The Metro Centre in Gateshead, formerly the largest shopping mall in Europe, fits this description as a ‘cathedral of consumption’ perfectly. Visiting the centre however, I was struck by the number of shops that were closed and wondered of Ritzer’s analysis was still true. I photographed some of the empty spaces and was quickly challenged by one of the centre’s security team who advised me to contact the centre management to seek permission to photograph. I duly did this and my request was declined, as the centre was in a “period of transition” they felt the current state was not an accurate representation. I was not surprised by this and the lack of permission reinforced my view that the centre is in serious decline and the last thing the management would to allow is anything that could damage perception. (Interestingly since I took the images here, many of the spaces have been covered with graphics to draw attention away from them being empty.)
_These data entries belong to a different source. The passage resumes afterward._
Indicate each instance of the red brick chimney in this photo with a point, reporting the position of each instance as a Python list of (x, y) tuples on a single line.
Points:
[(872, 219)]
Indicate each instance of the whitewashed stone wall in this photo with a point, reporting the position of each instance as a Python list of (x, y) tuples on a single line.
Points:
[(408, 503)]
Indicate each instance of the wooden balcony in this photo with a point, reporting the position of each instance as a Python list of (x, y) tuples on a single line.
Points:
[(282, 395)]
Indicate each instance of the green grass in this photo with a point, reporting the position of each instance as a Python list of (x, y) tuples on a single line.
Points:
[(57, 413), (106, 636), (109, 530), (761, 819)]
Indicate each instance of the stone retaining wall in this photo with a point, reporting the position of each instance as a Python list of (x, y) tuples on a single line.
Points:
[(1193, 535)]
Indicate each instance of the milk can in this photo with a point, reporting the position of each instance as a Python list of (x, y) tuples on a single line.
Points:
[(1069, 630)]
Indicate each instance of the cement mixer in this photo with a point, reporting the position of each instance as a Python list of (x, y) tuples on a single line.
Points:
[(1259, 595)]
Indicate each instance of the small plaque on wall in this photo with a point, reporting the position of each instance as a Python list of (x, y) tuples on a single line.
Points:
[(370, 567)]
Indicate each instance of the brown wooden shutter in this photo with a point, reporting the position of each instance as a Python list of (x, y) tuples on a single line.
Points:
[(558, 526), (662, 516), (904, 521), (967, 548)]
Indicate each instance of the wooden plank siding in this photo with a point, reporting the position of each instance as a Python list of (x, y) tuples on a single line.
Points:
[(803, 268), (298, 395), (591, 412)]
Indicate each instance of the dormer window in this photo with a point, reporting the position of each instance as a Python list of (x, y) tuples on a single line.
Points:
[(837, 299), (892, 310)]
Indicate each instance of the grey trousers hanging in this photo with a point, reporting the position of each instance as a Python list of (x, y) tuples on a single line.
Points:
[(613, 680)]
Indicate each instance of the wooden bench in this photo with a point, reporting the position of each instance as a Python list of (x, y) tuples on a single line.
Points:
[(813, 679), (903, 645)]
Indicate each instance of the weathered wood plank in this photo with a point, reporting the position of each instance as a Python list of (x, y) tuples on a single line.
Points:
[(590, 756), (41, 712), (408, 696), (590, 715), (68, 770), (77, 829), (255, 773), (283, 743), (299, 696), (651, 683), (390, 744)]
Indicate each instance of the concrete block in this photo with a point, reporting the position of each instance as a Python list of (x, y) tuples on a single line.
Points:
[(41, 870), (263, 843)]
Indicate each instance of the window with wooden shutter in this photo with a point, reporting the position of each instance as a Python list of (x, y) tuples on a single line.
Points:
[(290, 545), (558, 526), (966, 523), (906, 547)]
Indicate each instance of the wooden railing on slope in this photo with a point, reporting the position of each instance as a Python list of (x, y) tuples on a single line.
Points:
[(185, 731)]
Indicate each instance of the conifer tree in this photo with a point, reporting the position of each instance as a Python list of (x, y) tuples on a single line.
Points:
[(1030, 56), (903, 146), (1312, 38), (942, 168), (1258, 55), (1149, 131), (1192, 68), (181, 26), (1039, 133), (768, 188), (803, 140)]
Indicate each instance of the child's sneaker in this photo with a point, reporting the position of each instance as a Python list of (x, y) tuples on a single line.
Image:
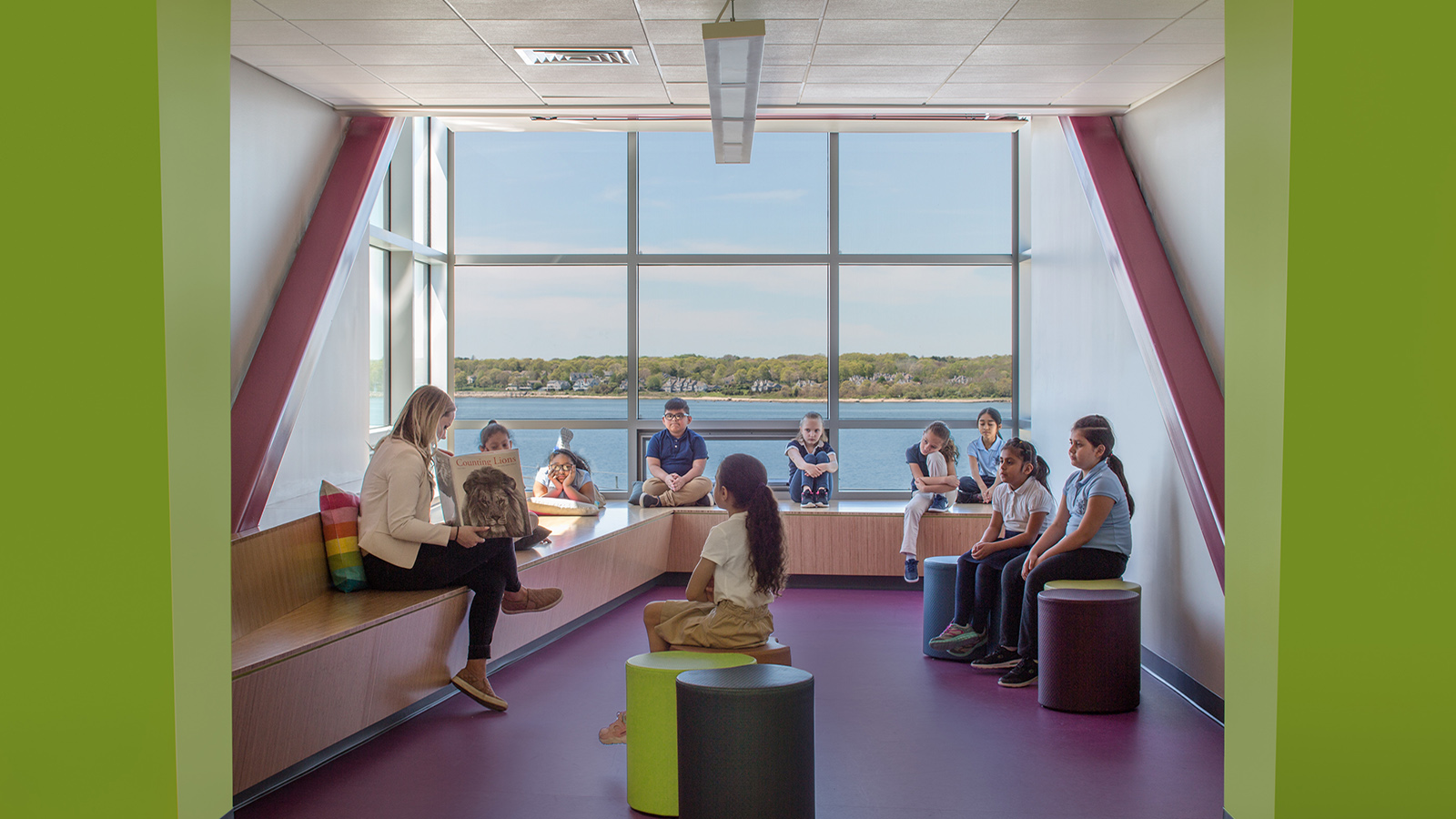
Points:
[(997, 659), (957, 636), (1019, 676), (616, 733)]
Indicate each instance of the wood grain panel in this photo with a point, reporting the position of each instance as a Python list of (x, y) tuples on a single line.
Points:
[(327, 618), (415, 654), (589, 577), (689, 531), (290, 710), (276, 571)]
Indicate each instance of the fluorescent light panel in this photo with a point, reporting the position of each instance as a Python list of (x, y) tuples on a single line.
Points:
[(734, 55)]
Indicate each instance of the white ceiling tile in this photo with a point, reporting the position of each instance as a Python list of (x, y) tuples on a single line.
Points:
[(1111, 94), (397, 75), (706, 11), (268, 33), (561, 33), (1127, 73), (1174, 56), (633, 91), (990, 75), (776, 33), (604, 73), (361, 9), (892, 55), (852, 92), (786, 55), (322, 75), (390, 33), (1031, 94), (1004, 91), (1186, 31), (880, 73), (699, 75), (420, 55), (779, 94), (684, 55), (907, 33), (1059, 33), (1046, 55), (1212, 9), (691, 94), (917, 9), (682, 75), (477, 94), (249, 11), (356, 94), (1099, 9), (545, 9), (783, 75), (264, 56)]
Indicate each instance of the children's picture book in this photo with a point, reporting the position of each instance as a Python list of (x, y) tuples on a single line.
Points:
[(484, 489)]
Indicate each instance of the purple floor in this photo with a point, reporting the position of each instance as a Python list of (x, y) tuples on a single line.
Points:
[(895, 734)]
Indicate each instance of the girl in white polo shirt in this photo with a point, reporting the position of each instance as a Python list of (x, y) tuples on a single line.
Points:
[(1023, 503)]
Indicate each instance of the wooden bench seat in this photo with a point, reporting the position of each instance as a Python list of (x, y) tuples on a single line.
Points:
[(313, 666), (328, 618)]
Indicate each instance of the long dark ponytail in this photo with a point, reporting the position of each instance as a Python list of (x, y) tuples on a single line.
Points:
[(747, 481), (1026, 452), (1098, 431)]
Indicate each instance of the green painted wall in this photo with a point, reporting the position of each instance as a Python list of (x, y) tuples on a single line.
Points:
[(1365, 705), (1257, 75), (104, 350), (194, 113)]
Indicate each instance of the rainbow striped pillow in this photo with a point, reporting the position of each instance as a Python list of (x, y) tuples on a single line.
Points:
[(341, 537)]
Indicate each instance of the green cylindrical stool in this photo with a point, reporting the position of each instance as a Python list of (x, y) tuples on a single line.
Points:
[(1117, 583), (652, 723)]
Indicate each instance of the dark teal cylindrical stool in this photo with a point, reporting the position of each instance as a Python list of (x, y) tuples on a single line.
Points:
[(939, 605), (746, 743)]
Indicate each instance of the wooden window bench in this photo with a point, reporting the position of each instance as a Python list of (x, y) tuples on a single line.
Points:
[(313, 666)]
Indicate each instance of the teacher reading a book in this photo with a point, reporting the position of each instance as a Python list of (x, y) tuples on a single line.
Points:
[(405, 551)]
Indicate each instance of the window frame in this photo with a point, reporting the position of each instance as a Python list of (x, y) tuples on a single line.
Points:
[(641, 429)]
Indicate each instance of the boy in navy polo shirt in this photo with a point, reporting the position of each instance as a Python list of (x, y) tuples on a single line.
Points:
[(676, 458)]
Researching artists who have explored consumerism, I came across the work of Seph Lawless, particularly his ‘Abandoned Malls’ project. Lawless documents derelict sites of commerce and leisure across the US, mainly situated in “poor, broken parts of the country” with the goal of showing the “vulnerable side of the country and raise awareness” through his work. He recalls with nostalgic fondness going to the mall as a youth: “These grand places that served as pinnacles of the community were not only institutions or places of commerce. They were communal spaces where a lot of people went and shared good memories.” (Morona, 2016)
Uberti (2014) notes that death of the American shopping mall is linked to socioeconomic shifts in the areas they are located, a shift back to urban centres and the impact of online shopping. Rather than being the “self-contained ecosystem” of the past, malls now seem dated and conformist. Many of the large department stores that used to ‘anchor’ malls have either moved out or gone out of business, and most importantly, customers no longer have enough disposable income to shop there.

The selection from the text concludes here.